Capital Waste plc was created several years ago when the capital city`s rubbish collection service.
was privatized. As public-sector enterprise , the organization was well-known for being greatly
overstaffed and inefficient. However, charges for collecting waste from both homes and businesses
were very low and because of this, the service was popular with local residents. The city subsidized
the waste services each year and this helped to keep charges down. The organization was privatized
by the sale of shares to the public and financial companies. Just after privatization, the directors
announced substantial job cuts to save on costs. At the same time, the waste collection service was.
reduced to once a week, yet charges were increased. The city government also announced that
other businesses could set up in competition if they wished to.
The business started to make big profits. The directors said that these would be used to invest in new
equipment and to pay dividends to shareholders. Last year, for the first time since privatization,
profits fell. This was due to competition from a newly formed waste disposal business. Many of the
shareholders of Capital Waste wanted the directors to be replaced. The biggest shareholders
demanded to be on the board of directors. The current chief executive decided to discuss
with the bank whether a loan could be obtained to enable him to buy out most of the shares
so that he could convert the business into a private limited company. He told the bank
manager: `If I turn the business into a private company, I can run it without any interference.
from these big shareholders and I can get away with publishing less information about the
company.
1) Analyse the likely reasons why the city government decided to privatize this organization. [ 10]
2) Evaluate the likely impact of this privatization, in the short run and the long run, on
• customers
• shareholders
• workers [ 12 ]
3) Assess the importance of changing the long-term objectives of a business that has been privatized.
[ 10]
4) Recommend to the chief executive whether he should maintain the business as a public limited
company (plc) or not. Justify your answer. [ 12]
Answer

1) Privatization is the selling of state-owned and controlled business organization to investors in


the private sector. Possible reasons the city was incentivized to convert Capital Waste into a
private business could be due to the inefficiencies that were present prior to the privatization
of the company, as stated above; “the organization was well-known for being greatly
overstaffed and inefficient” this indicates a high labor turnover or a low employment rate and
redundancies in the business which may be caused by certain quotas or restrictions placed on
Capital waste as a public-sector business as the government may enforce policies which may
prevent Capital Waste from holding a monopoly on the market, as well as pressure to work
above the business’s able capacity in order to hold popularity over the community which the
government is interested in maintaining. Besides allowing for the business to cut down on
redundancies and inefficient staff by allowing Capital Waste to be privatized the company can
focus to be profit oriented and evolve past the autocratic method of management they were
under as a public sector company. By becoming a private business Capital Waste will have
access to the private capital markets and this will lead to increased investment in the
business which will be likely as the positive public relations Capital Waste has can be
leveraged to push investors into the business.

2) Customers:
In the short-term customers will be affected with increased prices and different quality of
service, as Capital Waste has shifted its business goals and objectives to be profit oriented.
In the long-term customers will benefit from a larger variety of services at competitive prices
as with privatization of other companies in the same field arises the competition between
companies will produce reduced prices and higher quality services for consumers.

Shareholders:
In the short term shareholders stand to gain an incredible amount as they now have partial
control over the business and an increase in dividends paid to them as the business can be
profit driven, as typically public sector businesses are influenced by government agenda
therefore the government or city officials may be unwilling to invest in infrastructure
improvements which will benefit the firm in the long term because they are more concerned
about projects that give a benefit before the election.
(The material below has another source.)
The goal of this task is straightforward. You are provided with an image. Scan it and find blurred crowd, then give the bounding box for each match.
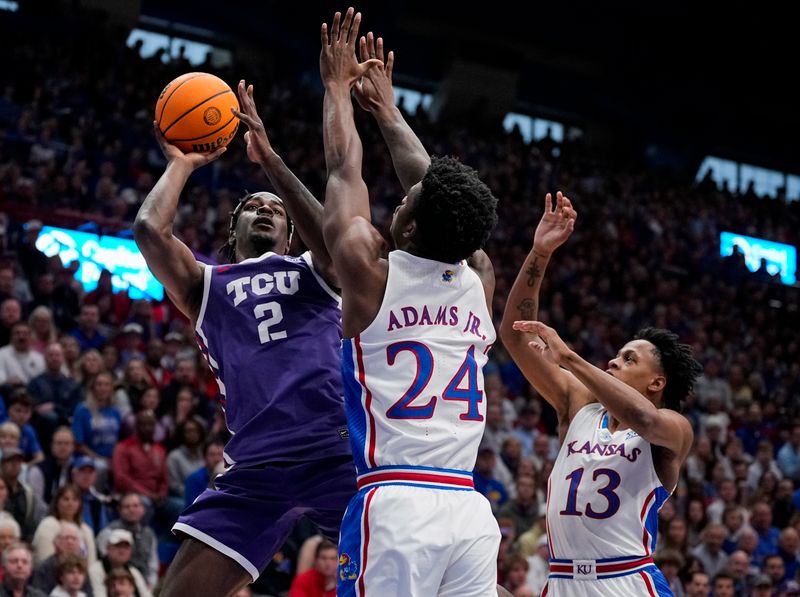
[0,4,800,597]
Shareholders now have substantial
decision-making powers in the company and thus can place increased pressure onto Capital
Waste to increase efficiency and profit.
In the long term, shareholders may lose substantial investment if the business loses profits
over time, due to Capital Waste being a private company multiple variable which do not
affect public sector companies now apply. Such as tax breaks and government investment
priority which now Capital Waste cannot benefit from.

Workers:
The short-term benefit for workers in a newly privatized business is that workers can now
stand to gain more such as promotions and other workplace benefits such as bonuses in
direct congruence with the success of the firm. As now the business can afford to provide
benefits to exemplary employees however, they see fit due to the firm’s autonomy from
government influence. The disadvantages is that the business will have to lay-off non-
essential or inefficient staff as there is no longer an incentive to continue maintaining
inefficiencies.
The long-term benefit for workers is that as the business expands and continue to adhere to
its new business goal for profit and expansion more job opportunities could be created as the
demand for capable workers increases with the business.

3) The importance of changing the long-term objectives that has been privatized is paramount
as the business shift to be profit oriented in order to remain competitive in the market as well
as hold a strong market presence has become a necessity for the success of the firm.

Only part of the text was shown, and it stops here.